In 1971, she co-authored Intellectual Development, a book of readings sponsored by the American Educational Research Association, with David Feldman, Susan Crockenberg, and Stanford human biology Professor Shirley Feldman. In addition, she authored or co-authored more than 30 monographs and articles.

Study of gifted women When Terman died in 1956, he named Robert Sears as his scientific executor. The Sears undertook to continue the Terman survey of 1,500 gifted children, whose minimum IQ was 135, and who were then in their late 50s and early 60s.

"Folklore had it that 'early ripe, early rot,' - that precocious children were prone to insanity, physically weak, one- sided in their abilities and socially inferior," Sears had said. Terman had attempted to challenge the stereotype.

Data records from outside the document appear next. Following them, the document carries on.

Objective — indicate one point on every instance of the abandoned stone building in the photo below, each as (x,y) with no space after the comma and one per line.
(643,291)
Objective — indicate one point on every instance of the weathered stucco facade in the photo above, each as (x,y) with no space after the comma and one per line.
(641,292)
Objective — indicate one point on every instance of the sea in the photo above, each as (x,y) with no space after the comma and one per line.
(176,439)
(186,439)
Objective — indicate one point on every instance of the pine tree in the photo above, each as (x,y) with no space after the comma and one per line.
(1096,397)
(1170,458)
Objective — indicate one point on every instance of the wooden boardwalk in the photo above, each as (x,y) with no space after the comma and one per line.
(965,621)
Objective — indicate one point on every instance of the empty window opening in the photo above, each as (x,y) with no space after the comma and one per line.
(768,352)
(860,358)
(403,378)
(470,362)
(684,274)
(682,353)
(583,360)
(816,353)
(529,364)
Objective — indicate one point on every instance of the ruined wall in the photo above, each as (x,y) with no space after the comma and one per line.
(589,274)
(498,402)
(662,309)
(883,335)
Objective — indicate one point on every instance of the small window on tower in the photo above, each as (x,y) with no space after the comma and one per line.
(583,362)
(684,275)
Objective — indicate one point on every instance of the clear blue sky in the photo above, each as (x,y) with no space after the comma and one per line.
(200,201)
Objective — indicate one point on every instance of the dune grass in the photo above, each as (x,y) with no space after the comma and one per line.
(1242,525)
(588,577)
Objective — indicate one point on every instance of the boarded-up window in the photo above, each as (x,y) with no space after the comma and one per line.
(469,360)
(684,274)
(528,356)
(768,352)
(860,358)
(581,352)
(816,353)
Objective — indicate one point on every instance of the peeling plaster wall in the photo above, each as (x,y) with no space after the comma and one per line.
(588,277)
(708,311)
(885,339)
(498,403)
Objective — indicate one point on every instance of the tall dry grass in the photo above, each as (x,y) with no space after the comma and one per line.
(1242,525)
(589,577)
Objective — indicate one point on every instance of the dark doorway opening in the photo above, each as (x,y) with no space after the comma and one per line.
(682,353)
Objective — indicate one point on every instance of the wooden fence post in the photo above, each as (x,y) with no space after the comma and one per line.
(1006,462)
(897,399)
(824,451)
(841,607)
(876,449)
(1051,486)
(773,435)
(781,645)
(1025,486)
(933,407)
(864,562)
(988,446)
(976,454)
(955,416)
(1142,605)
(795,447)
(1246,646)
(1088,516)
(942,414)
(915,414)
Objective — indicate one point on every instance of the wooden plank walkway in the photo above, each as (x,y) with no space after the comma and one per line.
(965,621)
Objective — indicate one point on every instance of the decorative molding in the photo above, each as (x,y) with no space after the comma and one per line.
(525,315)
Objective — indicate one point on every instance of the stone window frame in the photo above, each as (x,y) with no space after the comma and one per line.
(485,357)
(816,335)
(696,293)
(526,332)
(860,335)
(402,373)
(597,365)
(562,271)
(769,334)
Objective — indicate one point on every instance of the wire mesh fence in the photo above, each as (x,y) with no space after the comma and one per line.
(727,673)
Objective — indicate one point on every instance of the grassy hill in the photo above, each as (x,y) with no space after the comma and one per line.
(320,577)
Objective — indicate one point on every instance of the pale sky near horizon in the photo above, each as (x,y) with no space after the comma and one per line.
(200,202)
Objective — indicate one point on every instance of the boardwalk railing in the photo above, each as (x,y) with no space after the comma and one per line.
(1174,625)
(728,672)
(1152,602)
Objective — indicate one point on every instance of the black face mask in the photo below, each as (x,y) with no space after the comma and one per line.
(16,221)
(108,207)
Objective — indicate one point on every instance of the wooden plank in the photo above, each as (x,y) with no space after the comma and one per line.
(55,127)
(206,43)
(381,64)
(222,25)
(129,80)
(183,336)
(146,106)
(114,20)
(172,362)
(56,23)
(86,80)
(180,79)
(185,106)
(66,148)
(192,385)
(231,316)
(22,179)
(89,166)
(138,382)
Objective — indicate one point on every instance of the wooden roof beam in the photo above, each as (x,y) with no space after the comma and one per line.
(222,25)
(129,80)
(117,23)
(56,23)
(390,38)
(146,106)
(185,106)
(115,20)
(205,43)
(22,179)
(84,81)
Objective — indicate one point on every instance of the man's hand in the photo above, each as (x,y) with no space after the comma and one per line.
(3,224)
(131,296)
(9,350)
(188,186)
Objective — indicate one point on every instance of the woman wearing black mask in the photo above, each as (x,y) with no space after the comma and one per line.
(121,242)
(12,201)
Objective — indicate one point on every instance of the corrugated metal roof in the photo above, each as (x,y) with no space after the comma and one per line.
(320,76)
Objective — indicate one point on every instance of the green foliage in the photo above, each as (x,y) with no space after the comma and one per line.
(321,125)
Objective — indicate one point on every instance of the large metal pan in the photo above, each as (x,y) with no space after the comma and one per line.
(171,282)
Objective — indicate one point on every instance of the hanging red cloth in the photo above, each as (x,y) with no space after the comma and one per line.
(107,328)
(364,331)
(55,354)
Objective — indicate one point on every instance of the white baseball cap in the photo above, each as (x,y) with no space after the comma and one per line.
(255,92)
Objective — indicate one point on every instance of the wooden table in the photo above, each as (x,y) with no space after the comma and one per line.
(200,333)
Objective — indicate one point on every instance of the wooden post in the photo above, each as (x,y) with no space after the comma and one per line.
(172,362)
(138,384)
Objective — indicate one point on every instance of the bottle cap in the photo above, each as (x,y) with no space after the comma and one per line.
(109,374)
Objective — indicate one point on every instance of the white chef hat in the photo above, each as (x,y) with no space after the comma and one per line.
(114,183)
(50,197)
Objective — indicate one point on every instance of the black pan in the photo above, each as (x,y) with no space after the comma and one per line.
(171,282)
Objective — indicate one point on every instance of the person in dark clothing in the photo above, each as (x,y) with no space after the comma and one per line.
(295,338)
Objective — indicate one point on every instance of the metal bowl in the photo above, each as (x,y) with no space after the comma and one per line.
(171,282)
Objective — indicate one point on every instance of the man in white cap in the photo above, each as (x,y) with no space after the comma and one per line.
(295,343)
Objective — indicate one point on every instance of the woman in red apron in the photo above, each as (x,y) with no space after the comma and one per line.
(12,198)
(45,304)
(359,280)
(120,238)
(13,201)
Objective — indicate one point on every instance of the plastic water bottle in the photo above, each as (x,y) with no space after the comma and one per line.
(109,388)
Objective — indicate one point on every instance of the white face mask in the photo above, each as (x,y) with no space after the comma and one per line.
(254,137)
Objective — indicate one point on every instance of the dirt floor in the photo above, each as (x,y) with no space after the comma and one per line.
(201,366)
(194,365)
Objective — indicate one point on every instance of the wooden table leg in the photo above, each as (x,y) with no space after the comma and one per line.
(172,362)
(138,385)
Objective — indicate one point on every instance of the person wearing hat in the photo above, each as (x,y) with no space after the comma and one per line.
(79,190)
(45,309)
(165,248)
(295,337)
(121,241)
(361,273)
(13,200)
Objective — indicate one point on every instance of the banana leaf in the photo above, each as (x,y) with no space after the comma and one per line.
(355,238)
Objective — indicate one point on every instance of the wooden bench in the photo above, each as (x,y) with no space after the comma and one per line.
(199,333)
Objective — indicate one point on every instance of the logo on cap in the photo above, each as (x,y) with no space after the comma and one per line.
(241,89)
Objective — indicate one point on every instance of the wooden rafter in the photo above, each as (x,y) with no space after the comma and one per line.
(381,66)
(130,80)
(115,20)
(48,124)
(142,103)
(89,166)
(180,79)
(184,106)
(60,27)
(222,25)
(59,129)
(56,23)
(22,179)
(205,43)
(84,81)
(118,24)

An extraordinary 67 percent of the 430 women who responded to the survey had attained bachelor's degrees, compared to 8 percent that another study suggested would be more typical for the age group. Moreover, Sears said in a San Francisco Chronicle interview, "Our gifted women made it even if they only had a high school education. I lay this to their intelligence. They worked their way up to good jobs." "When these women answered the latest questionnaire, in 1972, they were approaching retirement age. I identified with them since I was about to retire from Stanford University," Sears told People magazine in 1976. "They were asked to look back and see what they had done with their lives, and that interested me. Because of my background, for example, I hoped we would find that professional careers were associated with satisfaction - and we did."

"These women were ahead of their time. They had fewer children. With their intelligence they had the capacity to solve any problems that presented themselves. And it should be noted that, while many of those listed as homemakers now say they wished they had worked, none of the workers said the same about being homemakers."

The study showed a "very significant difference" between those who had chosen to be "income earners" and those who had chosen to be homemakers. Of the former, 79 percent expressed high satisfaction with their lives, compared to 62 percent of the latter.

Sears said in a 1975 New York Times article, "Those [women] without children were considerably more satisfied with their work pattern than those with children." In 1980, Pauline and Robert Sears received an APA Gold Medal award from their professional colleagues for their "distinguished and long continued record of scientific and scholarly accomplishments." The award cited them as "psychologists who for decades have inspired both students and colleagues in the study of human development ... and whose efforts have furthered the applications of knowledge to the educational and social betterment of children." In addition to her two children, Sears is survived by six grandchildren. The family requests that donations be made to the Planned Parenthood Association, 1691 The Alameda, San Jose, CA 95126.